If you are following along with this process you should use the provided requirements.txt as you need to install more python packages, for any app just make sure you have the above packages as a plus.

Firts create a .env file and add it to .gitignore so you don’t commit any sensitive data to your remote repository.

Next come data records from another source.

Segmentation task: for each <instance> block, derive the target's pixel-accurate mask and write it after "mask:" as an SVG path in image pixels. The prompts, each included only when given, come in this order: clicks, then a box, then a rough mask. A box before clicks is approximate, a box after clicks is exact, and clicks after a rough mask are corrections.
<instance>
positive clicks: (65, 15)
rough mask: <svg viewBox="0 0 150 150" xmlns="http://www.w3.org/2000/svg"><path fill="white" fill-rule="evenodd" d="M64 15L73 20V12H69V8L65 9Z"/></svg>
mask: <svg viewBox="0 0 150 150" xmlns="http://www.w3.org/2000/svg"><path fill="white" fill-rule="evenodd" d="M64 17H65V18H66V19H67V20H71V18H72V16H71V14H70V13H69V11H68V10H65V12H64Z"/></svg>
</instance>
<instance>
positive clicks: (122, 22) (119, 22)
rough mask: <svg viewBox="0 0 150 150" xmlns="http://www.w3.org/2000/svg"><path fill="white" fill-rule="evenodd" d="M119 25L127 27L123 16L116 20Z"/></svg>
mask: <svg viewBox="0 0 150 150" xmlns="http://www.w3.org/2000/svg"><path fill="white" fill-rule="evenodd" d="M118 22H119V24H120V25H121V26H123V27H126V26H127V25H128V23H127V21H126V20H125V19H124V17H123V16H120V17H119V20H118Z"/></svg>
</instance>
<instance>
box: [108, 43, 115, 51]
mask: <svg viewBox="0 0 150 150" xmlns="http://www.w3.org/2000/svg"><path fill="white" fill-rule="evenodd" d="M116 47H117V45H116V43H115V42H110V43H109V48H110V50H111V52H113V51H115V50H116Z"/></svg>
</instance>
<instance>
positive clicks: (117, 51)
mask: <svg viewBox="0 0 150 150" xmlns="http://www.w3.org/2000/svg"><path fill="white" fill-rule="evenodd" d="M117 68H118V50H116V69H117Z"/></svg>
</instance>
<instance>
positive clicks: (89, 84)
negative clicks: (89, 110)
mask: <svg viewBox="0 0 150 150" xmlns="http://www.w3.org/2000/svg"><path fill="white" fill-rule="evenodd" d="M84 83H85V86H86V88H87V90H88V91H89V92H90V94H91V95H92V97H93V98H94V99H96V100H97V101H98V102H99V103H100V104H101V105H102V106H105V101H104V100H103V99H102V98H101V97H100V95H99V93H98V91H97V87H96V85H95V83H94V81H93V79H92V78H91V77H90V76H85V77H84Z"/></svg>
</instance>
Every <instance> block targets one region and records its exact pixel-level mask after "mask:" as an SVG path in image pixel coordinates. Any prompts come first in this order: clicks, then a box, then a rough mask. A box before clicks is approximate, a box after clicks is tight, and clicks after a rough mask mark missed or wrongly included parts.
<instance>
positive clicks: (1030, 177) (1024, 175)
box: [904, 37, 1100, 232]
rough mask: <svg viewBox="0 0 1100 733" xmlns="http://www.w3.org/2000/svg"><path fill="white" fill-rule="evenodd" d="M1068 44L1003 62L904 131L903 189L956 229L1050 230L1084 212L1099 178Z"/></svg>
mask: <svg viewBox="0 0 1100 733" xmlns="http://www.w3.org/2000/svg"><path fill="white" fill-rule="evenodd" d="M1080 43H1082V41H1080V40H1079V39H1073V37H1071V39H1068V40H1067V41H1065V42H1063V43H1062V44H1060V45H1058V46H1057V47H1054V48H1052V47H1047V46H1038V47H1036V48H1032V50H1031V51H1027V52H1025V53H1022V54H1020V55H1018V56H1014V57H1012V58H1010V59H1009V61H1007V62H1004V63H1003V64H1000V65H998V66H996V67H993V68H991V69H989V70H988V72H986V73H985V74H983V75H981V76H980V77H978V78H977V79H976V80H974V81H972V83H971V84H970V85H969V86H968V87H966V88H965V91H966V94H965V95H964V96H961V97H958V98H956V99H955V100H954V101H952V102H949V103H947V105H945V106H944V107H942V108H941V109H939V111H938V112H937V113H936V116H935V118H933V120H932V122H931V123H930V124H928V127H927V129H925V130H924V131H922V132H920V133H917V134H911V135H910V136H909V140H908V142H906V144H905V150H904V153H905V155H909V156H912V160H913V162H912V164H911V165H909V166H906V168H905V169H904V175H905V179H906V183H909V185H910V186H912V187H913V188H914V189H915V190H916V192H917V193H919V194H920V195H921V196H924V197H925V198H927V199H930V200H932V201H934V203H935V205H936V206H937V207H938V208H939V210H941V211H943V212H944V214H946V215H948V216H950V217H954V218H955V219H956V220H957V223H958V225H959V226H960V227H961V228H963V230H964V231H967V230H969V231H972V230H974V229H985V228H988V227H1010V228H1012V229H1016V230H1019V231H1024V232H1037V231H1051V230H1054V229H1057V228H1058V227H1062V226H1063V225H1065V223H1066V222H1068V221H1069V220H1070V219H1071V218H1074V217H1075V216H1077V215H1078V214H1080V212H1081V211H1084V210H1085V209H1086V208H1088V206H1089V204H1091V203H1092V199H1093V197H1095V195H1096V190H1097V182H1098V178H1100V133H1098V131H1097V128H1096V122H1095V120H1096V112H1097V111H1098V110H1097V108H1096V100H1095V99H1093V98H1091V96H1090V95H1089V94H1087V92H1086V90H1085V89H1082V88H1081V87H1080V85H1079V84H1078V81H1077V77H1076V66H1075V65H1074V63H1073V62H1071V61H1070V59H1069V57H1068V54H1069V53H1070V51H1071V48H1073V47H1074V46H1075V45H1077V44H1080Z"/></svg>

Then add the database url to your .env file in the following format postgres://<username>:<password>@<address>:<port>/<database_name>, see example below

DATABASE_URL='postgres://charles:1234@localhost:5432/articles'
  • Then replace your database settings in settings.py with

.env

#just an example, dont share your .env settings
DATABASE_URL='postgres://charles:1234@localhost:5432/articles'
SECRET_KEY='342s(s(!hsjd998sde8$=o4$3m!(o+kce2^97kp6#ujhi'
DEBUG=True 
ALLOWED_HOSTS='.localhost', '.herokuapp.com', '.127.0.0.1'

We then edit settings.py to enable decouple to use the .env configurations.

import os
import dj_database_url
from decouple import config,Csv

SECRET_KEY = config('SECRET_KEY')


DEBUG = config('DEBUG', default=False, cast=bool)
   DATABASES = {
       'default': dj_database_url.config(
           default=config('DATABASE_URL')
       )
   }

db_from_env = dj_database_url.config(conn_max_age=500)
DATABASES['default'].update(db_from_env)

ALLOWED_HOSTS = config('ALLOWED_HOSTS', cast=Csv())

Lets deploy now

First make sure you are in the root directory of the repository you want to deploy

Next create the heroku app

heroku create aerblog

Create a postgres addon to your heroku app

heroku addons:create heroku-postgresql:hobby-dev
Set heroku configurations

Next we log in to Heroku dashboard to access our app and configure it

Heroku dashboard

Click on the Settings menu and then on the button Reveal Config Vars: Next add all the environment vaiables, by default you should have DATABASE_URI configuration created after installing postgres to heroku.

Alternative

On terminal

heroku config:set <Enter an item from your .env file>
heroku config:set ALLOWED_HOSTS='*'
SECRET_KEY=wlpwtk4q_ku##b#%-@mga!4!vj(rw1%ug$m&312a69oi=klr0#
heroku config:set DEBUG=False

Remember to first set DEBUG to false and confirm that you have added all the confuguration variables needed.

Heroku dashboard

pushing to heroku

confirm that your application is running as expected before pushing, runtime errors will cause deployment to fail so make sure you have no bugs, you have all the following Procfile, requirements.txt with all required packages and runtime.txt .

Confirm App is working

On terminal

python manage.py runserver
    or
gunicorn <projectname>..wsgi 

Pushing to heroku

git push heroku master

If you did everything correctly then the deployment should be done after a while with an output like this

Heroku dashboard

remote:          Running setup.py install for psycopg2: started
remote:            Running setup.py install for psycopg2: finished with status 'done'
remote:          Running setup.py install for python-decouple: started
remote:            Running setup.py install for python-decouple: finished with status 'done'
remote:        Successfully installed Django-1.11.5 Pillow-6.2.0 dj-database-url-0.5.0 gunicorn-19.9.0 psycopg2-2.8.3 python-decouple-3.1 pytz-2019.2 whitenoise-4.1.4
remote: 
remote: -----> Discovering process types
remote:        Procfile declares types -> web
remote: 
remote: -----> Compressing...
remote:        Done: 52.8M
remote: -----> Launching...
remote:        Released v9
remote:        https://areblog.herokuapp.com/ deployed to Heroku
remote: 
remote: Verifying deploy... done.
To https://git.heroku.com/areblog.git
 * [new branch]      master -> master

Run migrations

heroku run python manage.py migrate

If you wish to push your local database My preferred method

If you instead wish to push your postgres database data to heroku then run

heroku pg:push <db_name> DATABASE_URL --app <heroku_app_name>
eg heroku pg:push <db_name> DATABASE_URL --app <heroku_app_name>

You can the open the app in your browser blog

Comment

This process is easy to follow but requres you to be keen while dealing with the process.